Is your argument that the technology works as designed and any issues with it are a people problem?
A polite question like that deserves more than 280-character reply, but I tried to do my best:
BGP definitely works even better than designed. Is that good enough? Probably, and we could politely argue about that… but the root cause of most of the problems we see today (and people love to yammer about) is not the protocol or how it was designed but how sloppily it’s used.
Laura somewhat disagreed with my way of handling the issue:
I def agree with that take - how it’s used is the problem. I disagree with the reaction that “hot mess” comment has gotten tho. If a product is causing outages, the customer often doesn’t care a developer pushed bad code, but that it caused them an issue.
… and that’s where I had to disagree. If we accept blatant claims that “X is a hot mess” combined with vague clickbait-style spraying of guilt, we’ll never get anywhere. We have to do better, figure out whether the problem we’re experiencing is caused by (A) technology, (B) particular implementation of said technology, (C) how technology is being used or (D) how incompetent the users are allowed to be.
I wrote about these aspects in my Some Internet Service Providers Should Really Know Better rant (and I’m still amazed at how some fellow networking engineers tried to defend blatant errors of a Tier-1 ISP), and addressed the “let’s blame some random technology” behavior in Stretched VLANs and Failing Firewall Clusters… but being in a Twitter conversation the best I could do was…
It’s time we stop blaming technology for user stupidity. It’s like blaming cars or roads because an incompetent idiot without a driver’s license crashed into your house.
… to which Laura replied:
Good one. Sticking with the car analogy, are we trying to solve accidents by training the drivers more or are we trying to automate cars and roads? The tech might not be at fault but finding ways to minimize user error will probably be the most efficient solution.

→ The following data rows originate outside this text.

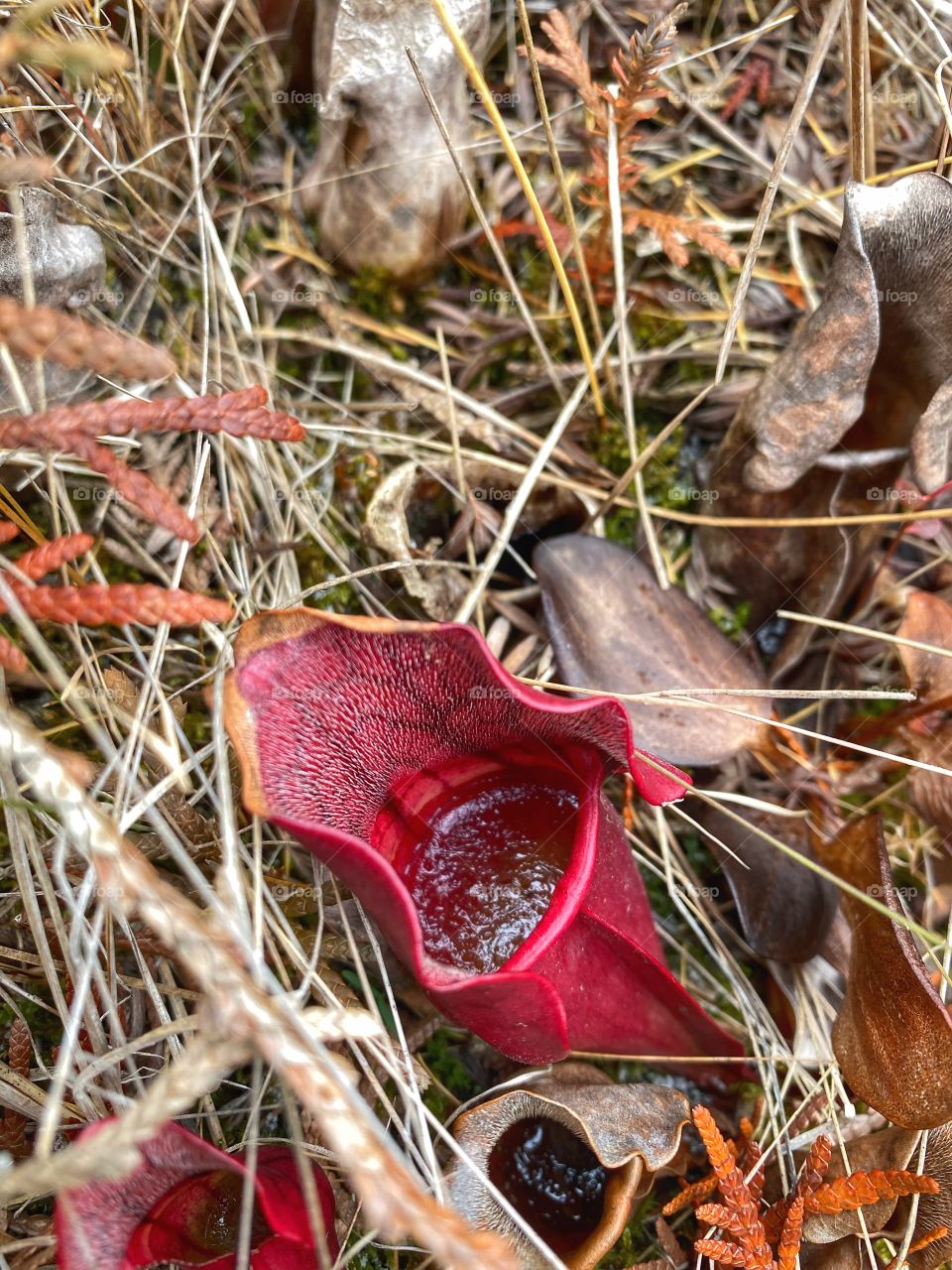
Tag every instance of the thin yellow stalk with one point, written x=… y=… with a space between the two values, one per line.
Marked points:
x=472 y=70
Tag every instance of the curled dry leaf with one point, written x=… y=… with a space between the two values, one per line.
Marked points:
x=570 y=1151
x=784 y=908
x=466 y=812
x=416 y=515
x=613 y=629
x=384 y=186
x=870 y=370
x=928 y=620
x=892 y=1037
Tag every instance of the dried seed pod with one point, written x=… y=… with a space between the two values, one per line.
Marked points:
x=570 y=1150
x=385 y=189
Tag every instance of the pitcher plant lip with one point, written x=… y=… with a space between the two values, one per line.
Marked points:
x=357 y=742
x=276 y=626
x=121 y=1223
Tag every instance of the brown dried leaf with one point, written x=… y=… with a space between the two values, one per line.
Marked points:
x=866 y=371
x=612 y=627
x=416 y=515
x=892 y=1037
x=784 y=908
x=633 y=1130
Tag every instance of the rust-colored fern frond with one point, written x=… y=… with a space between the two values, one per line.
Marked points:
x=791 y=1236
x=747 y=1224
x=721 y=1215
x=753 y=80
x=93 y=603
x=39 y=562
x=780 y=1224
x=635 y=98
x=847 y=1194
x=13 y=1125
x=75 y=429
x=36 y=330
x=810 y=1180
x=567 y=59
x=636 y=71
x=673 y=229
x=938 y=1232
x=728 y=1254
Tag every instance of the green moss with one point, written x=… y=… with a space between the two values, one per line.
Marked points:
x=442 y=1056
x=731 y=622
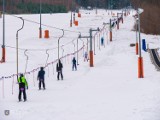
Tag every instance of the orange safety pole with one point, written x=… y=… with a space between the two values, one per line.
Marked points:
x=40 y=33
x=136 y=48
x=91 y=59
x=118 y=24
x=140 y=67
x=3 y=54
x=110 y=36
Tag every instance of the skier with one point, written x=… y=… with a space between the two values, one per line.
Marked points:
x=74 y=66
x=40 y=77
x=59 y=70
x=102 y=41
x=86 y=56
x=22 y=87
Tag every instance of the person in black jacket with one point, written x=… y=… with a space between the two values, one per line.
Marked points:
x=59 y=70
x=74 y=66
x=40 y=77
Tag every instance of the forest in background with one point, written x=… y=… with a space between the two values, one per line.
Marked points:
x=150 y=18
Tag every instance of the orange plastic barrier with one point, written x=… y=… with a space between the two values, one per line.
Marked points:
x=79 y=15
x=110 y=36
x=136 y=48
x=140 y=68
x=46 y=34
x=91 y=59
x=76 y=23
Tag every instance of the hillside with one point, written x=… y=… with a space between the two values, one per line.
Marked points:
x=111 y=90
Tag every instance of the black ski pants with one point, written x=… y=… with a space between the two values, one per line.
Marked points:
x=22 y=90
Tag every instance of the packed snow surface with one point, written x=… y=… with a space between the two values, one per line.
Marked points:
x=111 y=90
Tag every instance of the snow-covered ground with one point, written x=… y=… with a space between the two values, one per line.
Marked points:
x=110 y=90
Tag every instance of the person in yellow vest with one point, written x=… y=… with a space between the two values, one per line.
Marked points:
x=22 y=87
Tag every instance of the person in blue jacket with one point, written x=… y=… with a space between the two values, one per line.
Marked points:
x=22 y=87
x=40 y=77
x=59 y=69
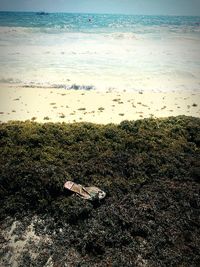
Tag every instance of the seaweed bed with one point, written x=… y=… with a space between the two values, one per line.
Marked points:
x=150 y=170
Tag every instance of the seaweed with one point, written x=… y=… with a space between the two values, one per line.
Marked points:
x=149 y=169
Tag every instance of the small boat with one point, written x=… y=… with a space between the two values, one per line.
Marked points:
x=42 y=13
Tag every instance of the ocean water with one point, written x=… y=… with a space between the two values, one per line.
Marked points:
x=102 y=52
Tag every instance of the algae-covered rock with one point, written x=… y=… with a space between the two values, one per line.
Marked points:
x=149 y=170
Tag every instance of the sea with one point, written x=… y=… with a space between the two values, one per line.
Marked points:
x=100 y=51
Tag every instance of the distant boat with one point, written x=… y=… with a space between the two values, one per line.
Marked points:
x=42 y=13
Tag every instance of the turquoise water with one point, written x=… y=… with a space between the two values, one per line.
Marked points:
x=121 y=52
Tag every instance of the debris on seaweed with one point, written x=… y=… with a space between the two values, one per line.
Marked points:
x=150 y=170
x=90 y=193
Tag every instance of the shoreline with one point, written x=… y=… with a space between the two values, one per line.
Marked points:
x=61 y=105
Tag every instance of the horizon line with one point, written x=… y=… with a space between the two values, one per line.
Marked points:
x=97 y=13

… and that’s the point that had me thinking for at least a week. A quick Google search resulted in infografic claiming road fatalities in Europe decreased by 57% in 16 years. While car technology did improve drastically in that period, we had major safety features like seatbelts and airbags way before 2001… but some of the safety features were not mandatory or were not enforced as rigorously as they are today. Also, public opinion made car safety a high-priority item to consider when buying a new car.
How about BGP? We had tons of safety features in BGP for ages (AS-path filter, maximum prefixes…) but even though it took us years to document them in a BCP they are still not used. The Verizon SNAFU could have been stopped by rigorous application of security measures that were built into BGP when I was still teaching BGP courses in Cisco TAC in Brussels (hint: in late 1990s).
Then there’s the totally incomprehensible lack of common sense. Default EBGP Route Propagation Behavior RFC was published in 2017, 23 years after the first BGP-4 RFC and at least 20 years after I kept repeating “as a customer you have to take precautions not to become a transit AS” in my BGP course. We have no idea how many fat-finger SNAFUs could have been stopped if only we had this simple idea implemented decades ago.
Oh, and there’s one last minor detail: road traffic is somewhat regulated and the rules are occasionally enforced. Also, in most countries you are not expected to drive without a driver’s license, and professional driver’s licenses (= major ISPs) have more stringent requirements. Renesys wrote about reckless driving on the Internet in 2009 (almost exactly a decade ago) but of course nothing changed.
Which brings me to the end of my chat with Laura. She concluded with…
Just to make sure I don’t go off on a tangent my thought is that BGP has a lot of bolts that can help avoid many of the outages we see today and many orgs just don’t use them, so I can’t act outraged when someone complains about it with a simplified view on a podcast.
… and while I can relate to that, I still think (continuing the car analogy) we should stop saying that “cars kill pedestrians”. They don’t, it’s the drivers.. and if someone wants to engage in a public blame-and-shame rant, they should get the basic facts right (like CloudFlare did a while ago)